Em força para Angola, com vinhos acima dos 13 graus, frutados e ligeiramente adocicados e com rótulos coloridos: é esta a palavra de ordem da Viniportugal, associação interprofissional para a promoção dos vinhos portugueses. Com o mercado nacional em recessão profunda, Angola, a par do Brasil, transformou-se numa espécie de tábua de salvação para muitos produtores portugueses. 

Portugal detém 97 por cento de quota de mercado, com mais de 50 milhões de euros de vendas anuais. Para os vinhos alentejanos, Angola já é o principal destino de exportação. 

Mas os angolanos não são apenas consumidores. Sobretudo os angolanos com dinheiro, aqueles que bebem Barca Velha de forma quase trivial, começam também a entrar no negócio do vinho, comprando quintas no Douro (ver texto principal), tomando posições em empresas portuguesas ou estabelecendo parcerias para o mercado local. 
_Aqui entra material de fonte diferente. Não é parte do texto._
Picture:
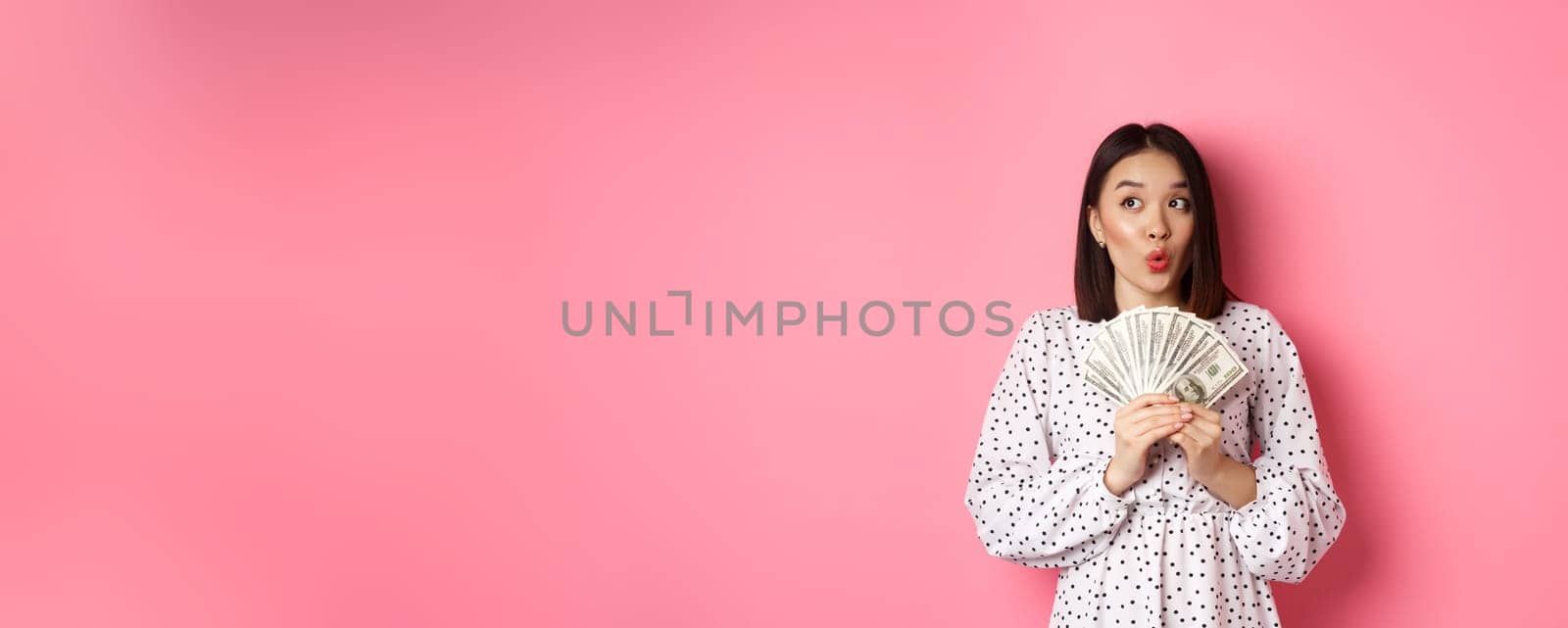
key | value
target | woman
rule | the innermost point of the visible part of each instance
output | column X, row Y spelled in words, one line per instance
column 1154, row 510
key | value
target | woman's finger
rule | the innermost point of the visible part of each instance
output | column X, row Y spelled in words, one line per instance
column 1157, row 429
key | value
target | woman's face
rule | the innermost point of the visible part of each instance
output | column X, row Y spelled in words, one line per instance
column 1145, row 206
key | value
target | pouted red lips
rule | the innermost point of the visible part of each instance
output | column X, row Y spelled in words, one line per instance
column 1156, row 261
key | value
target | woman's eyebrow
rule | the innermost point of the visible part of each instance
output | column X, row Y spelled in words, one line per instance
column 1183, row 183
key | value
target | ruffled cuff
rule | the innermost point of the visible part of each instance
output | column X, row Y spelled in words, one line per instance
column 1102, row 492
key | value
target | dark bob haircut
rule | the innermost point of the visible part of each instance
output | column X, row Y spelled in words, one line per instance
column 1203, row 292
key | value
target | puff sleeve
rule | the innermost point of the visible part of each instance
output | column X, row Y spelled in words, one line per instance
column 1296, row 515
column 1031, row 507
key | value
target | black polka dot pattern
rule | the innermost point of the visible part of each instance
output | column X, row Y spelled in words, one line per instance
column 1167, row 552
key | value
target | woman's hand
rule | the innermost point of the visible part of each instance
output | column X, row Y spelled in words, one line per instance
column 1200, row 440
column 1142, row 421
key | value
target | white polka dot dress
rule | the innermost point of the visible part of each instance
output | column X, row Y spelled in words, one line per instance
column 1167, row 552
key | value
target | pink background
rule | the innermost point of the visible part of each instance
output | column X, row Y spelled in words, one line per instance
column 282, row 290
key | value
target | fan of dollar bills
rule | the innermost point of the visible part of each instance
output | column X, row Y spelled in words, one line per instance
column 1160, row 350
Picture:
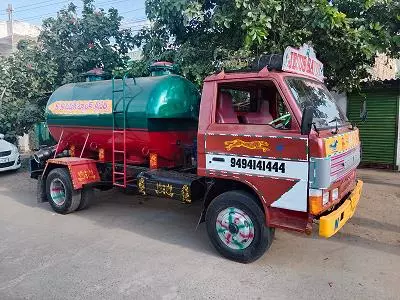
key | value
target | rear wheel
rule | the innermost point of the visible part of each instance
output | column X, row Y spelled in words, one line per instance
column 236, row 227
column 60, row 193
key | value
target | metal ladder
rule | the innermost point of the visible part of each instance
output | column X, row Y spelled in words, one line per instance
column 119, row 148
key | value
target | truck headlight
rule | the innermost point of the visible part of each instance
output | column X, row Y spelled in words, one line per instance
column 335, row 194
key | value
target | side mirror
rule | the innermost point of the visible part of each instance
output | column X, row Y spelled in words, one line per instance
column 363, row 111
column 306, row 121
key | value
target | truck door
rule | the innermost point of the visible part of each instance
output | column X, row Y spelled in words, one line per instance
column 254, row 138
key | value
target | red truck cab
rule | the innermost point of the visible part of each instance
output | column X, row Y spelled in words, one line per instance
column 250, row 140
column 273, row 150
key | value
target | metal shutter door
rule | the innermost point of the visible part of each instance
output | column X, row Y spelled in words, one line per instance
column 379, row 133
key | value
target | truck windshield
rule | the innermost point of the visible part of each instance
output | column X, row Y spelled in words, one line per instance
column 326, row 111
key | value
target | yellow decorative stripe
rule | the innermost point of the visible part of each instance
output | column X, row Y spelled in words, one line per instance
column 330, row 224
column 341, row 143
column 81, row 107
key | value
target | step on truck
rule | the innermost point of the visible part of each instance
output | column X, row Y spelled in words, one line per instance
column 262, row 148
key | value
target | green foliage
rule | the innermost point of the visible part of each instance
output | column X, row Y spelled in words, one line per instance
column 68, row 46
column 204, row 35
column 79, row 44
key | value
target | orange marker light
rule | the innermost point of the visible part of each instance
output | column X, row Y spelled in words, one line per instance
column 153, row 161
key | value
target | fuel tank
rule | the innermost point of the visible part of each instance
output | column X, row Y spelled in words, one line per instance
column 159, row 113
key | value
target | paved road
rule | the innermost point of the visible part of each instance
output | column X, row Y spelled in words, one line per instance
column 130, row 247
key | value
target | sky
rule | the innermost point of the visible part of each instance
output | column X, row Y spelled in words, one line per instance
column 34, row 11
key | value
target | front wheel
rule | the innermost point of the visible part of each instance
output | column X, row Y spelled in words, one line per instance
column 236, row 227
column 60, row 192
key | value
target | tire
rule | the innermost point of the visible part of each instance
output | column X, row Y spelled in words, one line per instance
column 236, row 227
column 41, row 190
column 60, row 192
column 87, row 194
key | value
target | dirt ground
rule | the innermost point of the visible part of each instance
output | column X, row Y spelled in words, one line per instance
column 131, row 247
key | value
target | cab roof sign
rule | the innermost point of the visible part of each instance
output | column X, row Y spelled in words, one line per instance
column 303, row 61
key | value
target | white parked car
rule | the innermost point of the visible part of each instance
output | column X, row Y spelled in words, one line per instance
column 9, row 155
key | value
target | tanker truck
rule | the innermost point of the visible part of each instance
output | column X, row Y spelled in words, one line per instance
column 261, row 148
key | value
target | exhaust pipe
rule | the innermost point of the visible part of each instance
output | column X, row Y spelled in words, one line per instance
column 44, row 154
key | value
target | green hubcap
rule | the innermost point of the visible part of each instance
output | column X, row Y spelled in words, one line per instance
column 57, row 192
column 235, row 228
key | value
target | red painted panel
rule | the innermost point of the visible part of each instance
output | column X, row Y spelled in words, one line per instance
column 82, row 170
column 269, row 189
column 139, row 143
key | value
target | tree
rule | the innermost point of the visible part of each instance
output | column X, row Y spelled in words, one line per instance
column 68, row 46
column 204, row 35
column 79, row 44
column 27, row 77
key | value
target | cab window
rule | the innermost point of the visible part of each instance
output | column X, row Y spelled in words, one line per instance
column 255, row 102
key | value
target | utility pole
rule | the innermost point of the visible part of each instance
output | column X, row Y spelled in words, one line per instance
column 10, row 29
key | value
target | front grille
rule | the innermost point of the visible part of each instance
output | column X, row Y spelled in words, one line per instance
column 6, row 165
column 5, row 153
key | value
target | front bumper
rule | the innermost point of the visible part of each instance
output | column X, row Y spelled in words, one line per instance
column 331, row 223
column 11, row 162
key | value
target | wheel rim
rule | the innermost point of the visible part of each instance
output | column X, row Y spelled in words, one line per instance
column 235, row 228
column 57, row 191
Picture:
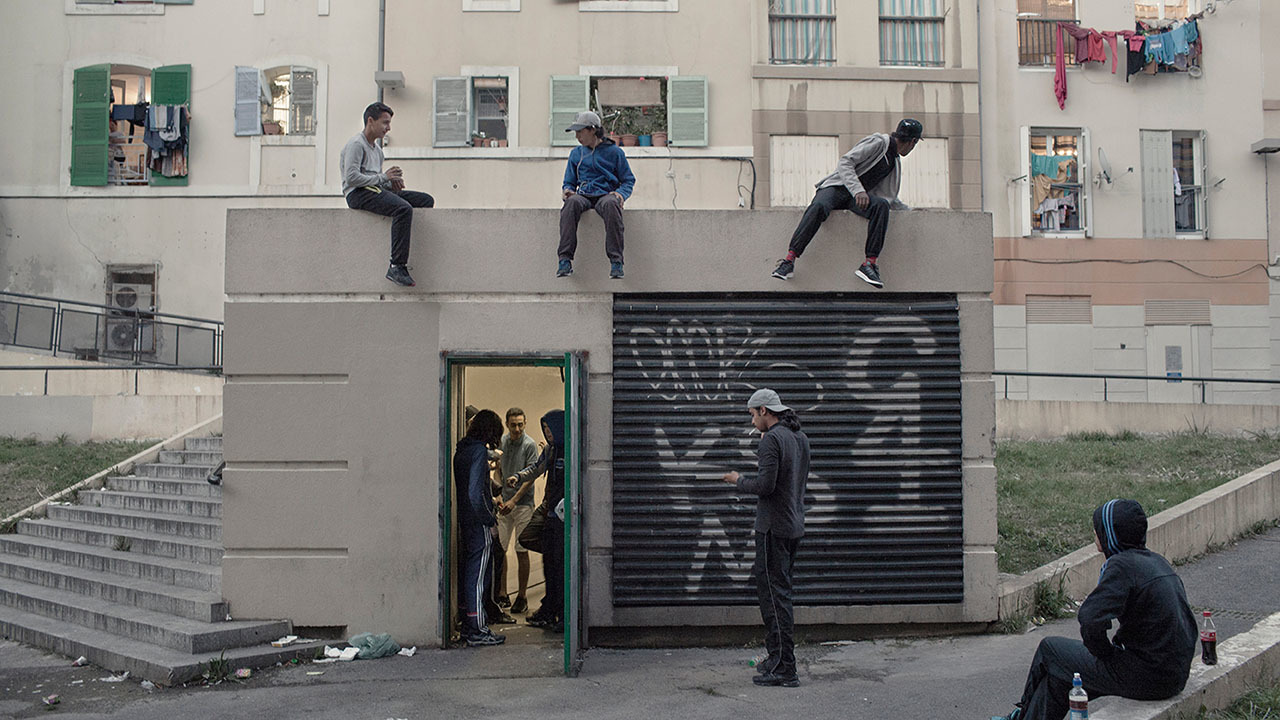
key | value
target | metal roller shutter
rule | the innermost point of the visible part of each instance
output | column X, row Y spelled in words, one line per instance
column 877, row 387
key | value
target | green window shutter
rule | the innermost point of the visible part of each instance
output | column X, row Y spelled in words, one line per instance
column 170, row 85
column 570, row 96
column 452, row 100
column 91, row 110
column 686, row 110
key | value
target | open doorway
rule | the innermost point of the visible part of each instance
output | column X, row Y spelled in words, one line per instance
column 521, row 391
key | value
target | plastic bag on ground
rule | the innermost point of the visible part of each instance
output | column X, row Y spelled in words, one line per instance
column 374, row 646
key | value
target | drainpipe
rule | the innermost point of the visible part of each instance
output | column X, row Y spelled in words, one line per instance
column 382, row 41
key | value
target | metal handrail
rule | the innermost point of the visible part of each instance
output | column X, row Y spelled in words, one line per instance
column 1105, row 377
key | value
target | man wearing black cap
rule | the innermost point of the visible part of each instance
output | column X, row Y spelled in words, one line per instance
column 1148, row 657
column 865, row 181
column 598, row 176
column 782, row 473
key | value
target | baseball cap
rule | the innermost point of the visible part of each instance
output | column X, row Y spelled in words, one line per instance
column 586, row 119
column 767, row 399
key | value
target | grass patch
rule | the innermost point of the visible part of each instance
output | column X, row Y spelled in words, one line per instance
column 1047, row 490
column 1257, row 705
column 32, row 470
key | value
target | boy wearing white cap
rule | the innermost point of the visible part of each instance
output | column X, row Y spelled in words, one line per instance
column 780, row 482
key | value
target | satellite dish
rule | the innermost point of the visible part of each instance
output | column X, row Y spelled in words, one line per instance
column 1105, row 165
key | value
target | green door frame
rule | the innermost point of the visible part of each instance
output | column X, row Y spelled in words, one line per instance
column 571, row 368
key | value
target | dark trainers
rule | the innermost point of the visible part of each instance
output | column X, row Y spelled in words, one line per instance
column 871, row 273
column 398, row 274
column 484, row 637
column 773, row 679
column 785, row 270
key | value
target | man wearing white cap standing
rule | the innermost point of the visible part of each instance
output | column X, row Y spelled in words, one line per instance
column 598, row 176
column 780, row 482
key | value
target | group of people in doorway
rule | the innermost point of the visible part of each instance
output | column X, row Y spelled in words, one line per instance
column 598, row 177
column 494, row 474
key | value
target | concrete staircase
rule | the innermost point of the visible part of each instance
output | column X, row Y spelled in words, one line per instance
column 131, row 577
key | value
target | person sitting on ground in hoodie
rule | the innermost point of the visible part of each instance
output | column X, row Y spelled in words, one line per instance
column 1148, row 657
column 597, row 176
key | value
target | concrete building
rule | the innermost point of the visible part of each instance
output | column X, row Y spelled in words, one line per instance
column 1161, row 263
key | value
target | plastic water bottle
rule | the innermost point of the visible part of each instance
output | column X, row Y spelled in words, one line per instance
column 1078, row 700
column 1208, row 639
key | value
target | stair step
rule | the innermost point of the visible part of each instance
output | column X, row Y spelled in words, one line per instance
column 164, row 486
column 178, row 525
column 152, row 504
column 147, row 625
column 204, row 458
column 205, row 443
column 141, row 660
column 196, row 605
column 172, row 470
column 141, row 543
column 177, row 573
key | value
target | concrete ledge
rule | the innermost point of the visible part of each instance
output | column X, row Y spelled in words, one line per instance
column 1184, row 531
column 1246, row 661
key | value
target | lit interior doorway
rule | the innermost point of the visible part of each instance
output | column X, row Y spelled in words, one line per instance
column 535, row 384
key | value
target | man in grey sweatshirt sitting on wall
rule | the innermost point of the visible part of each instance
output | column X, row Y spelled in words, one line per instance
column 368, row 187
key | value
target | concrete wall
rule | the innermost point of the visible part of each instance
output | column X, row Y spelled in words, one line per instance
column 333, row 393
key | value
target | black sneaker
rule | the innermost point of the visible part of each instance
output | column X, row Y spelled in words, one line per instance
column 400, row 276
column 785, row 270
column 871, row 273
column 484, row 637
column 775, row 680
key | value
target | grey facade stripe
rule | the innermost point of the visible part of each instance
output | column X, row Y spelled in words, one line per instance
column 876, row 382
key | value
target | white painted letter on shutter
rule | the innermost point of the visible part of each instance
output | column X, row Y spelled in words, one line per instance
column 248, row 108
column 1157, row 183
column 452, row 112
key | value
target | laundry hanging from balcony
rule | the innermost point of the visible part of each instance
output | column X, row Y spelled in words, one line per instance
column 1174, row 49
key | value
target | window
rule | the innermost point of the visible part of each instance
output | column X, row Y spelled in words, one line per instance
column 1173, row 183
column 803, row 32
column 129, row 126
column 632, row 106
column 471, row 110
column 912, row 32
column 1056, row 192
column 1037, row 31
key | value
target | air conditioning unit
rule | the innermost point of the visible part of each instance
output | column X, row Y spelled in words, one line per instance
column 131, row 297
column 123, row 335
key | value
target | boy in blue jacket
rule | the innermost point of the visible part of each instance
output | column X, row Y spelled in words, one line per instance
column 598, row 176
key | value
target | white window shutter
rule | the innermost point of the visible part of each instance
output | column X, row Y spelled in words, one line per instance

Dos investimentos conhecidos, o mais relevante relacionado com a comercialização de vinho envolve o empresário António Evaristo, proprietário da AE, empresa de construção civil angolana, e que em Março de 2010 adquiriu, por um milhão de euros, a empresa Vinhos Benigno, das Caldas da Rainha. Depois de ter investido algumas centenas de milhares de euros na modernização da empresa, entretanto rebaptizada de Novos Vinhos da Rainha, o empresário criou a União Vinícola de Angola, para actuar no mercado angolano.